Both segments of the business are incredibly profitable. In 2020, subscription revenue accounted for 31% of revenue and had a gross margin of 79%. Merchant solutions revenue made up the other 69% and had a gross margin of 41%. These numbers can be a bit misleading, given that gaining access to Shopify's merchant solutions is a big reason why many businesses join up on the subscription side in the first place.

Shopify is an expensive tech stock, with a price-to-sales ratio of 46. However, its growth rate has been truly incredible. Last year, revenue grew by 86%, with subscription revenue growing by 41% and merchant solutions revenue growing by 116%. Management expects growth to slow down in 2021, but the long-term future looks bright. 

SHOP Total Return Level Chart

SHOP Total Return Level data by YCharts

2. FedEx

Shares of package delivery giant FedEx gained 6% on March 19 after the company delivered earnings for its fiscal third quarter  that handily beat estimates. FedEx earned $21.5 billion in revenue in the quarter, which ended on Feb. 28. That not only made it a record holiday quarter, but the highest quarterly revenue in its history. What's also encouraging is the company's business-to-business (B2B) volumes, which had declined substantially early in the pandemic, have since improved back to 2019 levels due to vaccine shipments, retail, and tech. Automotive and industrial B2B volumes are still down. 

FDX Revenue (Quarterly) Chart

FDX Revenue (Quarterly) data by YCharts

Over the past year, FedEx and rival United Parcel Service have benefited from the growth in residential deliveries. E-commerce has played a key role in that, and both companies believe e-commerce growth is here to stay. During the fiscal Q3 conference call, FedEx Chief Marketing and Communications Officer Brie Carere said: 

The U.S. domestic parcel market is expected to grow to 101 million packages a day by calendar year 2022, with e-commerce contributing 86% of total U.S. market growth. E-commerce as a percentage of U.S. retail sales was approximately 21% in Q4 of calendar year 2020, significantly above the pre-pandemic level. 

The ideal scenario for FedEx would be a rebound in B2B volumes, permanent changes in consumer behavior that favor FedEx Express and Ground deliveries, and long-term growth in e-commerce.

3. Honeywell

Like most industrial stocks, Honeywell's performance tanked in 2020's second quarter, but largely recovered by the end of the year. The company's 2021 guidance suggests higher revenue, EPS, and free cash flow than 2020, but not by much. In fact, all three metrics are forecast to be lower than its 2019 and 2018 results.

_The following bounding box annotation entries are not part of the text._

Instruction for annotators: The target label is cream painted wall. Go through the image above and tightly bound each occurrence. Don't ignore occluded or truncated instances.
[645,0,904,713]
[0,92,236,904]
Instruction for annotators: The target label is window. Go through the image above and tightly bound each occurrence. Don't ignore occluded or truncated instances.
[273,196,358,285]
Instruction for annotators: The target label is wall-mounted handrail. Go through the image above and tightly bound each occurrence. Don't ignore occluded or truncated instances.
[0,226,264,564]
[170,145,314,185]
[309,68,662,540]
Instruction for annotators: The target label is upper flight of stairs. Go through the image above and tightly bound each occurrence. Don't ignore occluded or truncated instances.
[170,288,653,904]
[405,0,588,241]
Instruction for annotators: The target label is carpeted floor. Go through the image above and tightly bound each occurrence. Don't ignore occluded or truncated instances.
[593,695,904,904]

Wall Street isn't focused on Honeywell's 2020 or 2021 results, but rather on the anticipated rebound in the commercial aerospace sector and the growth potential of the Industrial Internet of Things (IIoT). In the past, industrial companies scaled through efficiency improvements and globalization. While this is still true, Honeywell sees a bright future in connecting industrial assets and making them run better using technology.

This is what IIoT is all about, and Honeywell believes it will have a $100 billion total addressable market in this space. The scope extends to all of its business segments, but its safety and productivity solutions unit is garnering most of the attention right now. That was the only segment that grew in 2020, largely thanks to increased demand for pandemic-related safety products and an uptick in warehouse automation. 

Warehouse workers managing inventory.

Image source: Getty Images.

As e-commerce grows, so does the need for warehouse safety and automation products such as those Honeywell offers. Companies whose distribution centers can keep their supply chains organized, correctly fill orders, and deliver packages faster gain an edge over their competition. 

Honeywell's Momentum warehouse execution system is a software solution that helps distribution centers function more efficiently. It uses machine learning algorithms and optimization techniques to generate what the company calls "decision intelligence" -- essentially, insights that can make distribution centers safer and more efficient.

Unlike Shopify or FedEx, Honeywell is a diversified industrial conglomerate with a host of business segments, which makes it a safer but less direct way to invest in the e-commerce trend. And at current share prices, Honeywell offers a dividend yield of 1.7%.